弁護士の杉本智則は、「現実に社会に大きな結果を生じさせている以上、逮捕や有罪を免れる弁護方法は存在しない」といたずら目的の犯罪予告を非難している[4]。
[編集] 日本における犯罪予告の歴史
[編集] インターネット普及以前
インターネット普及以前は、相手方に手紙を送りつけるなどして害悪を告知し、脅迫罪に問われた事例が多い(口頭での害悪告知が脅迫罪に問われた事例も多いが、「犯罪予告」の範疇からは外れるものと考える)。
- 脅迫罪の成立が肯定された例
- 政治問題について二派の抗争が熾烈になっている時期に、一方の派の中心人物宅に現実の出火もないのに、「出火御見舞申上げます、火の元に御用心」という趣旨の文面の葉書を送付する行為[5]。
- 脅迫罪の成立が否定された例
- 「人殺し、売国奴、貴様に厳烈な審判が下されるであろう」と葉書で告知する行為。文面が婉曲であり、何人の手によって害悪が加えられるか全く不明確であるため(名古屋高判昭和45年10月28日刑月2巻10号1030頁)。
[編集] インターネット普及後
旧来の犯罪予告は、予告対象に手紙や電話を送りつける形態がほとんどだったが、インターネットが普及すると、掲示板サイト、ウィキサイトなどで犯罪予告が書き込まれる事例が増え、逮捕者も続出している。容疑者は、警察の依頼等でサーバが開示したIPアドレスと、インターネットサービスプロバイダが所有する住所・氏名などの情報から特定される。他人の無線LANからアクセスした書き込みで逮捕されるケースもある。
2000年(平成12年)5月3日に発生した西鉄バスジャック事件では犯人が掲示板サイト2ちゃんねるに犯罪予告ととれる書き込みを行っていた。このことが大きく報道されてからは、誘発されるように、2ちゃんねるに犯罪予告を書き込んで逮捕される人間や、それを実行に移し逮捕される人間が続出した。

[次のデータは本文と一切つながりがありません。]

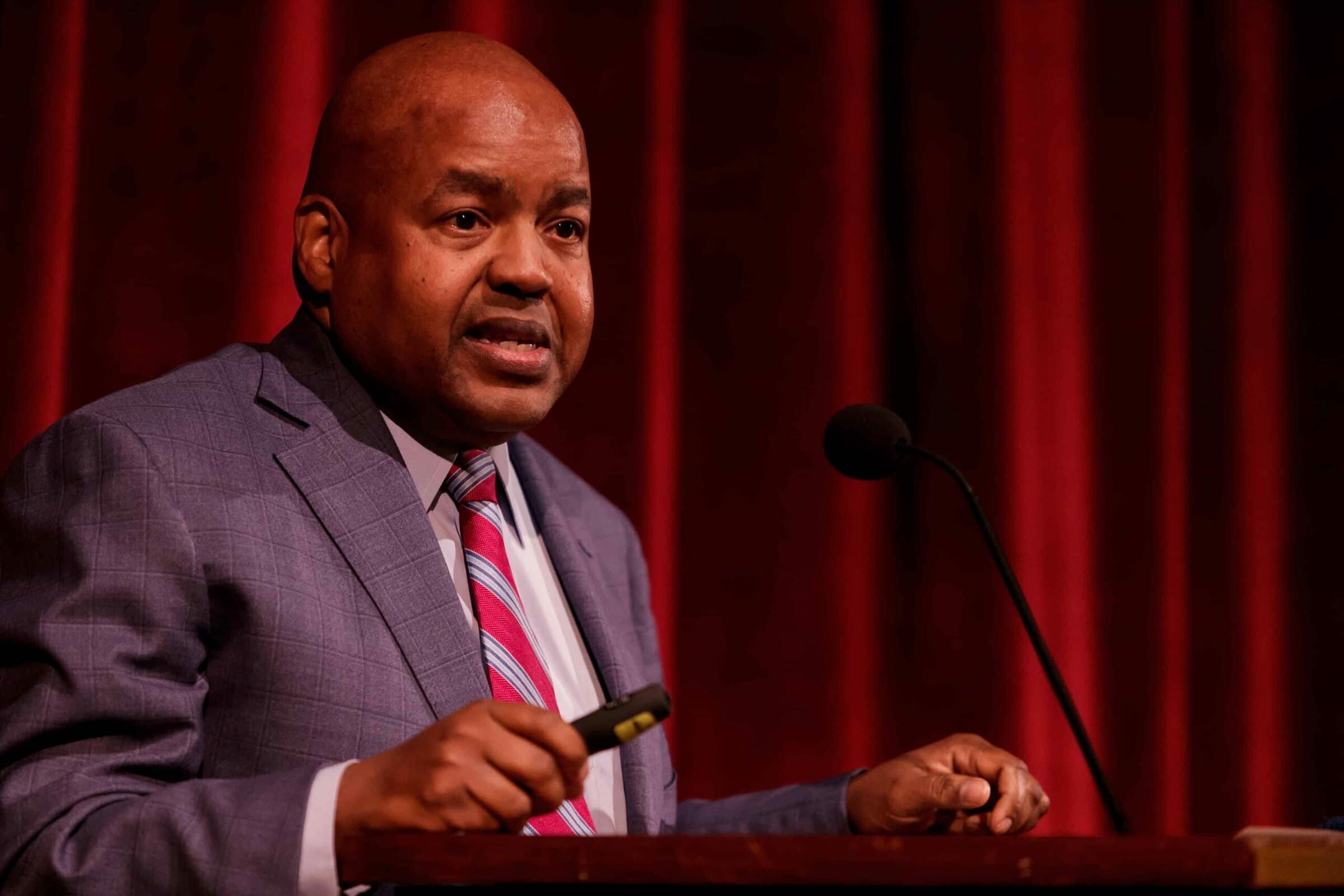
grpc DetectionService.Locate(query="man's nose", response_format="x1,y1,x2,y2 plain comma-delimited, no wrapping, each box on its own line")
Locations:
485,225,551,298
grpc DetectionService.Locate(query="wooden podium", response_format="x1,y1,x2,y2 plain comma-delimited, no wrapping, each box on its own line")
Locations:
343,829,1344,889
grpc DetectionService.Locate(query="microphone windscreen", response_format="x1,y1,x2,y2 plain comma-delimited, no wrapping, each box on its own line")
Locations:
821,404,910,479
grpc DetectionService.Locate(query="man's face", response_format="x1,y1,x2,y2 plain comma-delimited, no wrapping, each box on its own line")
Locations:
330,80,592,447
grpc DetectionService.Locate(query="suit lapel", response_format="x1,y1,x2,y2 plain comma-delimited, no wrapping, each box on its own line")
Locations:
510,437,662,833
256,312,489,716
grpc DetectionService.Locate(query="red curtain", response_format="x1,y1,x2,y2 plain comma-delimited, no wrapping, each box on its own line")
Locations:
0,0,1344,833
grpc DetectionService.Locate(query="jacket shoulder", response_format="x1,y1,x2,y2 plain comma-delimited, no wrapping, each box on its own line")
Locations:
70,343,261,434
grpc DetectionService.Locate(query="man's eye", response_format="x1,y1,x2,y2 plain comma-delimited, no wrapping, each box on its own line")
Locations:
449,211,481,230
555,220,584,240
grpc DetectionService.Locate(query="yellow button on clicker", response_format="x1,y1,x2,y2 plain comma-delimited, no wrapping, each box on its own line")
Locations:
612,712,659,743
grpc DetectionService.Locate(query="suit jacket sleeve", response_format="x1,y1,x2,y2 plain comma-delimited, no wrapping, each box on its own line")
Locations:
0,411,317,893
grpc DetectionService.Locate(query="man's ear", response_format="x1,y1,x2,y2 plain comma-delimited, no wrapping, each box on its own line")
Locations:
293,193,348,328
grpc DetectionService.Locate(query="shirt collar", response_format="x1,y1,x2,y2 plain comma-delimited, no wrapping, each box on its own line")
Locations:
379,411,514,513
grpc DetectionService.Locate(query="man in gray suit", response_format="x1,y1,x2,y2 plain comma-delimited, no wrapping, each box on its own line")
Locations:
0,35,1048,895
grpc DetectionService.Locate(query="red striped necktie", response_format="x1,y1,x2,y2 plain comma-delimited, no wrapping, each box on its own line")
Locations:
447,450,594,836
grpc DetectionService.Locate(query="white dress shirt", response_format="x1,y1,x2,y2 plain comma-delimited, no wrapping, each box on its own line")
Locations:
298,415,625,896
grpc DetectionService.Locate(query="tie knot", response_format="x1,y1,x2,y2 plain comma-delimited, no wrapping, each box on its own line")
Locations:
447,449,497,506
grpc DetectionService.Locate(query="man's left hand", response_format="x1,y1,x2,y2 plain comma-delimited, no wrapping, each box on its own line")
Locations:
846,735,1049,834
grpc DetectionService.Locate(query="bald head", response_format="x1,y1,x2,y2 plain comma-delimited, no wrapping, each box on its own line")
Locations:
295,32,592,455
304,31,584,228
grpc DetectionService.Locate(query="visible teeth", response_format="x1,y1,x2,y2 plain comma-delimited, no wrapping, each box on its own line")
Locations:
476,336,538,352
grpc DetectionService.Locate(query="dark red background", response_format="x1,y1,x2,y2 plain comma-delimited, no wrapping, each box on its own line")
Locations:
0,0,1344,833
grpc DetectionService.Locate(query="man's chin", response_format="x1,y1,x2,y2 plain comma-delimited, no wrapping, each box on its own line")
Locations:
449,385,559,445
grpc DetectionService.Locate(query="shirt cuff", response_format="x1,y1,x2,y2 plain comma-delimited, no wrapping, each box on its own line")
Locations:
298,759,363,896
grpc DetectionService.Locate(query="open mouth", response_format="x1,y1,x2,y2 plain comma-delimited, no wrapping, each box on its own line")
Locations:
466,317,551,353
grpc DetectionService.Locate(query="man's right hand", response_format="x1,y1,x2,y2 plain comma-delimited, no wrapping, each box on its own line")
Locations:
336,700,587,869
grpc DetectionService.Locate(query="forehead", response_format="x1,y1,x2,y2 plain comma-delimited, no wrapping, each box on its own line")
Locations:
403,83,589,192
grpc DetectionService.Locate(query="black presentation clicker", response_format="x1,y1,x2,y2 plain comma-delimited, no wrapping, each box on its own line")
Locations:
570,683,672,755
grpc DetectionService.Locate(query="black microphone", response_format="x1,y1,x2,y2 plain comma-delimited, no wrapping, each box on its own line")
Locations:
821,404,1129,834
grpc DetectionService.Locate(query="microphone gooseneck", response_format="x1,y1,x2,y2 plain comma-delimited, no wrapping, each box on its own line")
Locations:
823,404,1130,834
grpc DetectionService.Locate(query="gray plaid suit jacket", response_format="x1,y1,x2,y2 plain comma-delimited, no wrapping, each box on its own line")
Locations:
0,306,848,895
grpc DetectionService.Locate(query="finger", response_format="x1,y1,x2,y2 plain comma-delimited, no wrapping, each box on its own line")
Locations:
483,730,568,815
948,811,989,837
1014,783,1049,834
491,701,587,796
911,772,991,814
466,764,535,834
424,763,513,832
989,766,1034,834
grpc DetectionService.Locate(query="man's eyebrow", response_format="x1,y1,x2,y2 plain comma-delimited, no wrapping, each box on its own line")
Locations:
433,168,514,199
542,184,592,211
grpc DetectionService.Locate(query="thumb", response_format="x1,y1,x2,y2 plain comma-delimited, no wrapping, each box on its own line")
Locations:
921,774,989,810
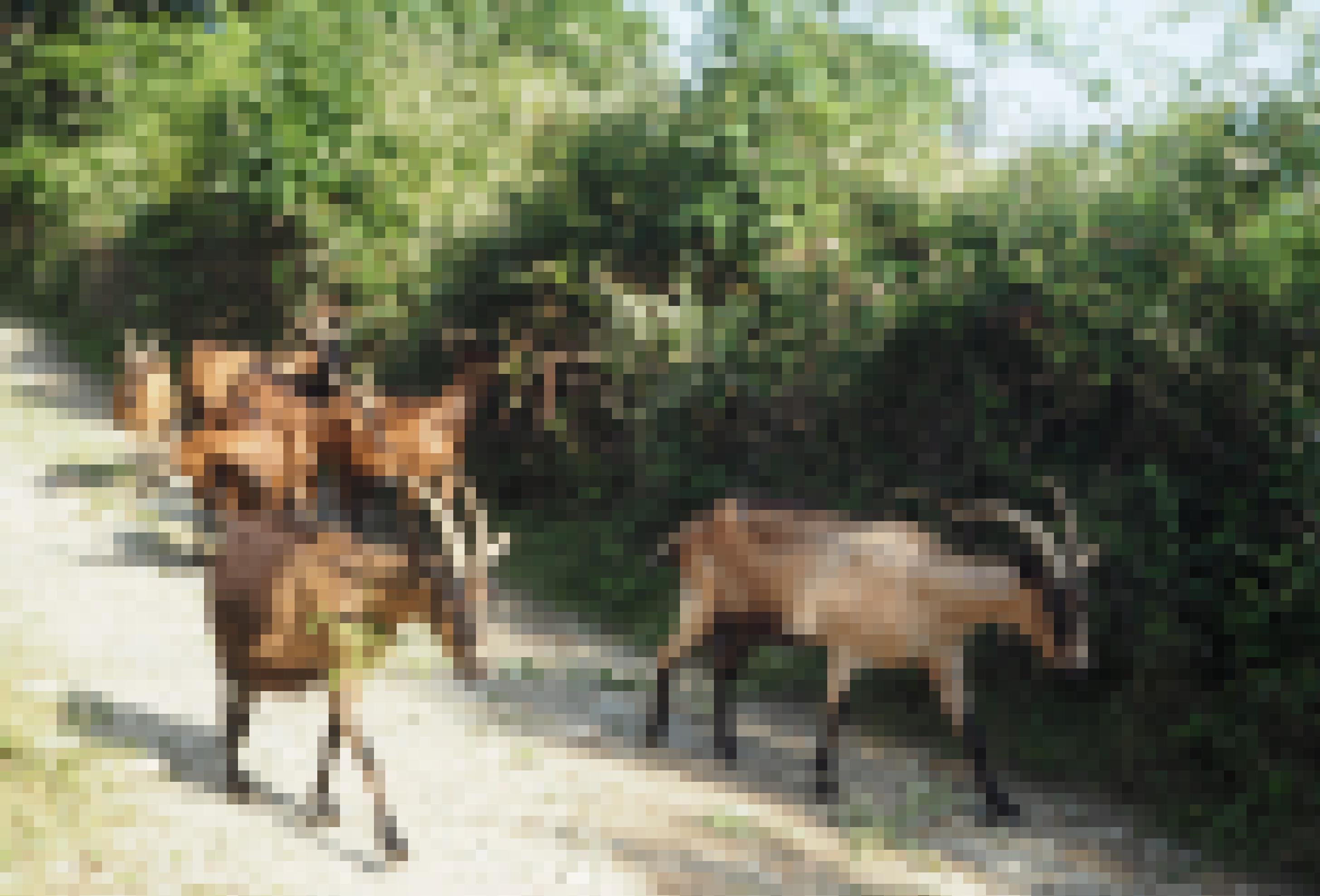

大きな事件があると、2ちゃんねるに頻繁に書き込まれている殺害・襲撃予告と事件の関連性を関係機関がチェックしているとされる他、警察庁のサイバーフォースが定期的に検索を掛けるようになった。この検索を逃れるために「殺す」を「投す[2]」、「頃(ころ)す」と書き込む者も現れているが、文章内容から殺害予告と判定されることがほとんどである。
2008年(平成20年)6月8日の秋葉原通り魔事件でも携帯サイトの掲示板で予告が行われており、犯行直前までの経過が詳細に実況されていた。この事件以後に同様の通り魔事件が多発したことや、犯罪予告そのものが増加したことにより、犯罪予告への対処が社会全体で重要視されるようになり、いたずら目的も含めて厳重に処罰されるようになった。事件後の3ヶ月間で66人が逮捕されている[6]。6月11日には総務大臣が犯罪予告の検知を目的としたシステムを開発する意向を示し、その翌日には民間有志による犯罪予告情報共有サイト「予告.in」が公開された。警察当局は犯罪予告をみたら110番通報するように、掲示板運営者を通じて呼びかけている[7][8]。
また、殺害予告や襲撃予告に限らず、そのほかにも多種多様な犯罪予告がなされている。たとえば、2010年1月には、「ズボンをはかずにJR山手線に乗ろう。10日午後1時に大塚駅に集合」[9]と呼びかける檄文が、インターネット上に書き込まれた(公然わいせつの予告)。この事態を受け、巣鴨警察署では厳戒態勢を敷き、署長が自ら指揮杖を執り、60名あまりの警察官を率いて巣鴨駅を警戒する騒動となった[9]。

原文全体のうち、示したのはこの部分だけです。